The ChIP-chip signals of most of the newly discovered potential binding sites, called ChIP-enriched regions (chers), were higher than that of the Ss-lrpB operator region. To further validate the validity of these chers to represent genuine novel Ss-LrpB genomic association sites, qPCR analysis was performed for a selection of 13 chers that scored a log₂ ChIP-chip value between 1.0 and 2.0 (Figure 8). All these chers showed enrichment in qPCR, and for more than half of them, enrichment values far exceeded the background enrichment level. Therefore, the use of Nb9 leads to the discovery of novel potential targets with ChIP-chip, whereas the use of Nb1 and Nb11 does not, although qPCR analysis shows enrichment of the main target (p/o Ss-lrpB) by these latter Nbs (Figure 5A). A statistically solid identification and further analysis of novel Ss-LrpB targets in the context of the physiological function of the transcription factor is beyond the scope of this work and will be published elsewhere.

Figure 8. — Novel potential Ss-LrpB targets discovered by Nb9-assisted ChIP-chip. Data are given for 13 ChIP-enriched regions (chers) exhibiting the highest signals detected in the ChIP-chip assay (log₂ values between 1.0 and 2.0), ranked in descending order. None of these chers displayed significant signals in the NbX data set. Chers are labelled, and the genomic positions corresponding to their peaks are revealed in Supplementary Material (Supplementary Table S2). qPCR data are shown as grey columns with error bars representing standard deviations. Horizontal bars crossing the columns represent the maximum values detected in the ChIP-chip analysis. All data are given as log₂ values of the enrichment ratio ChIP output DNA/input DNA.

DISCUSSION

Chromatin immunoprecipitation is a valuable technique, especially in combination with deep sequencing or microarray analysis to decipher gene regulatory networks. However, its success is largely dependent on the quality of the antibodies (i.e. specificity and affinity for its cognate antigen) (5,11,15,16). Cross-reactivity of the antibody with other non-cognate antigens is an important source of high background signals and false-positive outcomes in genome-wide ChIP assays. A study with antibodies directed against modified histones has demonstrated a high level of specificity problems, as >20% of a panel of tested antibodies, including those with a ‘ChIP-grade’ label, were shown to fail in ChIP experiments (18). As argued in the ‘Introduction’ section, recombinant antibodies constitute an interesting and renewable source of monospecific antibodies for various applications including ChIP.

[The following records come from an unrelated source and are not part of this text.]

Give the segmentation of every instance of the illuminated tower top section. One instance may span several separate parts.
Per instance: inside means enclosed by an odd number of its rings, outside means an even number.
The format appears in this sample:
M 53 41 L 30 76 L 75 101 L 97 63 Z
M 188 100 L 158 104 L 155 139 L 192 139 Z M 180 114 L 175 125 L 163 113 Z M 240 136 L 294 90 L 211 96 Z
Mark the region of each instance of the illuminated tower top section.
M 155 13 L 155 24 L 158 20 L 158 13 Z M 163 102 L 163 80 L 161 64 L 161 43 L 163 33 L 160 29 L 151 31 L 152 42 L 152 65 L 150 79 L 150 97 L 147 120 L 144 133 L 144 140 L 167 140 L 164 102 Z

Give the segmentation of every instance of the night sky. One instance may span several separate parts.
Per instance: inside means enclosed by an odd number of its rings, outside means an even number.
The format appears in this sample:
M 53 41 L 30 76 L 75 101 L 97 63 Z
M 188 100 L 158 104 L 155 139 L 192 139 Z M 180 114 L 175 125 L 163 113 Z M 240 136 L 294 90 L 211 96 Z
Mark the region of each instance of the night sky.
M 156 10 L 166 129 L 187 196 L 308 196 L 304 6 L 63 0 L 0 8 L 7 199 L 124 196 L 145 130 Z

What is the problem with pAbs and mAbs in ChIP? The polyclonal antibody preparations consist of a mixture of different antibodies, each with a different epitope recognition mode. Hence, it can be argued that pAbs are to be preferred over mAbs because of lower incidences of epitope masking in the cross-linked chromatin (17). However, the pAbs are obviously less suitable for ChIP in terms of specificity (18,19), and their use increases the risk of association to non-cognate antigens, thus cross-reaction. Furthermore, the specificity of pAbs varies from batch to batch, necessitating a specificity analysis for each preparation (19). With mAbs, which is renewable antibody source, most of these problems of non-cognate antigen binding can be avoided, and the antibody that performs best in terms of specificity and ChIP-efficiency can be selected and used repeatedly and reproducibly. However, as the mAb recognizes, in principle, only one epitope structure, this epitope may be masked during DNA binding, or within the chromatin architecture when interaction occurs with other transcription factors, or by fixation during cross-linking. The problem of epitope masking can be avoided by careful design of the immunization and antibody selection protocols. For instance, the use of cross-linked DNA–protein complexes to screen the mAbs from hybridomas should yield antibodies with greater chance of success in ChIP. However, this is rarely done. Finally, irrespective of whether polyclonal or monoclonal antibodies are used, antibodies are complex molecules comprising an Fc part that is recognized by multiple effector molecules, and thus forms a possible source of multiple unwanted binding events in ChIP.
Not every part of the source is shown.